Frances, genannt „Baby“, ist eine Jugendliche im Jahr 1963. Sie langweilt sich im Hotel mit den Erwachsenen, bis sie sich in den Tanzlehrer Johnny verliebt. Baby mogelt sich in den Personalbereich des Hotels – und trägt eine fette Wassermelone, um nicht als Gast aufzufallen, sondern zur Gruppe der Angestellten zu gehören. Nachdem sie den legendären Satz gesagt hat, folgt eine Liebesgeschichte mit viel Tanz, Musik und einigen Wirrungen. Das alles ist zu einer Show verknüpft – und nicht zu einem Musical, weil die Hauptdarsteller spielen und tanzen, die Songs aber von Nebendarstellern gesungen werden oder gar aus dem Off kommen. Und das ist eine gute Idee, denn „Dirty Dancing“ macht aus verschiedenen Gründen mächtig Spaß.
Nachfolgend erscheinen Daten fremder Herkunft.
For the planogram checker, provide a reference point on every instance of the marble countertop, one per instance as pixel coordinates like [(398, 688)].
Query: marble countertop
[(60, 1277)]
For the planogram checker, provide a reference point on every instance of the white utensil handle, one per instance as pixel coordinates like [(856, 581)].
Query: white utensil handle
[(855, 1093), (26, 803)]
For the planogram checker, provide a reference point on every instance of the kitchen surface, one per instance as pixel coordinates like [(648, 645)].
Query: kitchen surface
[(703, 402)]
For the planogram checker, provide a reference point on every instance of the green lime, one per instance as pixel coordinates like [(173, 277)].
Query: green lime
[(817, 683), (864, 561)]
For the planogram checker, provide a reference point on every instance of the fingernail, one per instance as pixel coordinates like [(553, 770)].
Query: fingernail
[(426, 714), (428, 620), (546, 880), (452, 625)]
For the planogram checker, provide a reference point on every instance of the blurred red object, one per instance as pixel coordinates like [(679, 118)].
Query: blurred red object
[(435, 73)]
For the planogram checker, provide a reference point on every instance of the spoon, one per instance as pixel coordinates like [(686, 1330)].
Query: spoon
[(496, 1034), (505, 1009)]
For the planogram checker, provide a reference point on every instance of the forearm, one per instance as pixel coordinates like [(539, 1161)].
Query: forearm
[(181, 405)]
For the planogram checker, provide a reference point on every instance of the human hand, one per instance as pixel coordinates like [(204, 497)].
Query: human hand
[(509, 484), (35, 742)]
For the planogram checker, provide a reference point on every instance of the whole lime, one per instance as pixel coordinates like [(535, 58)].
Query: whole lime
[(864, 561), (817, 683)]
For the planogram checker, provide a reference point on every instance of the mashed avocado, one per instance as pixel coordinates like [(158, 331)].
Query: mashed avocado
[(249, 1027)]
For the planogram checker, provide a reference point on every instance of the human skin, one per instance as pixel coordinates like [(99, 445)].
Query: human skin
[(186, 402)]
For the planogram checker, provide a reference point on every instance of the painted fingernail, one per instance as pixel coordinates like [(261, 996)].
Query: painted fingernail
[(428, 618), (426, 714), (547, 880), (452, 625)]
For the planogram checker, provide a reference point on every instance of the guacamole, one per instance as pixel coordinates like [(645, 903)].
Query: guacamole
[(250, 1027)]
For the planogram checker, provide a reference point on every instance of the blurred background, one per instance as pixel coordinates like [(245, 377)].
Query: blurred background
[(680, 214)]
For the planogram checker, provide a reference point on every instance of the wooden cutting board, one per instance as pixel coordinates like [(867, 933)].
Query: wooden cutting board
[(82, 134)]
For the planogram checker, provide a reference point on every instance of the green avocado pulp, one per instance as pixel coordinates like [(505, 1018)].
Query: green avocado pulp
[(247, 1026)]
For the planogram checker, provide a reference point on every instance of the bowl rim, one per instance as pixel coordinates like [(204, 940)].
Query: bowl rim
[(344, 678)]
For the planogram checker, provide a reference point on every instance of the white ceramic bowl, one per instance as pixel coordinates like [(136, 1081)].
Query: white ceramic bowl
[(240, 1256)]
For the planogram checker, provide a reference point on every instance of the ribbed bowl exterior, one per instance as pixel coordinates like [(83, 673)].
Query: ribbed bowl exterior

Da ist zum einen die Romanze, die oberflächlich gesehen kaum mehr als nett wirkt. Jedoch ist die Story tiefgründiger. Denn die Zeit ist weltpolitisch angespannt. Die Kuba-Krise ist in diesem Sommer 1963 eben erst überwunden. Die Jugend möchte einen Neuanfang einer friedlichen Welt, so dass zu „Dirty Dancing“ auch „We shall overcome“ gehört. Und im Vergleich zum Film enthält die Show zahlreiche zusätzliche Bilder. In einer Szene zum Beispiel lauschen Personal und Hotelgäste einer Rede von Menschenrechtler Martin Luther King. Niemand ahnt, dass zwei Monate später John F. Kennedy erschossen wird.

Aber für gute Laune bei den Zuschauern werden selbstverständlich Musik und Tanz sorgen. Klassiker aus dem Film wie „Hungry Eyes“ und „Do you love me“ sind zu hören ebenso wie zahlreiche zusätzliche Songs. Die Trennung von Gesangs- und Tanzrollen ist eine gute Entscheidung, weil die Sänger singen, die Tänzer tanzen – es macht Spaß, das zu erleben.

Oft ist es schwierig, einen Kinoerfolg auf die Bühne zu bringen. Und auch der Film „Dirty Dancing“ hat viele Bilder, die kaum live zu spielen sind. Aber was wäre „Dirty Dancing“ ohne die berühmte Szene, in der Baby und Johnny im See die Hebefigur proben? Für die Bühne wird dieser Auftritt clever gelöst: Das Paar steht in der Projektion eines Sees. Wenn Baby ins Wasser fällt, kommt das Platschen vom Band – Bewegung und Ton sind perfekt aufeinander abgestimmt. Ebenso wie viele andere Ideen für das Bühnenbild. Beeindruckend!

Zahlreiche drehbare Elemente sind gut in die Handlung integriert und zeigen mal die Ferienanlage, mal die Unterkünfte der Angestellten und mal das Ferienhaus von Babys Familie. Geschickt, wie die Bühne eine schöne optische Tiefe erzeugt: Da funkeln am Firmament die Sterne, da scheint das Wasser zum Greifen nah, die Hausfassaden wirken einladend echt, die Türen klappern auf und zu. Alle Achtung für die Kulissenschieber, die im Hintergrund große Arbeit leisten und der Handlung einen gehörigen Schwung geben. Kein Wunder also, dass auch der Höhepunkt gelungen ist. Wenn Johnny und „Baby“-Frances sich zusammen mit Team und Familie zum Finale versammeln, der Sound vom Welthit „The Time of my Life“ erklingt, wird auch die Stimmung bei den Besuchern bestens sein.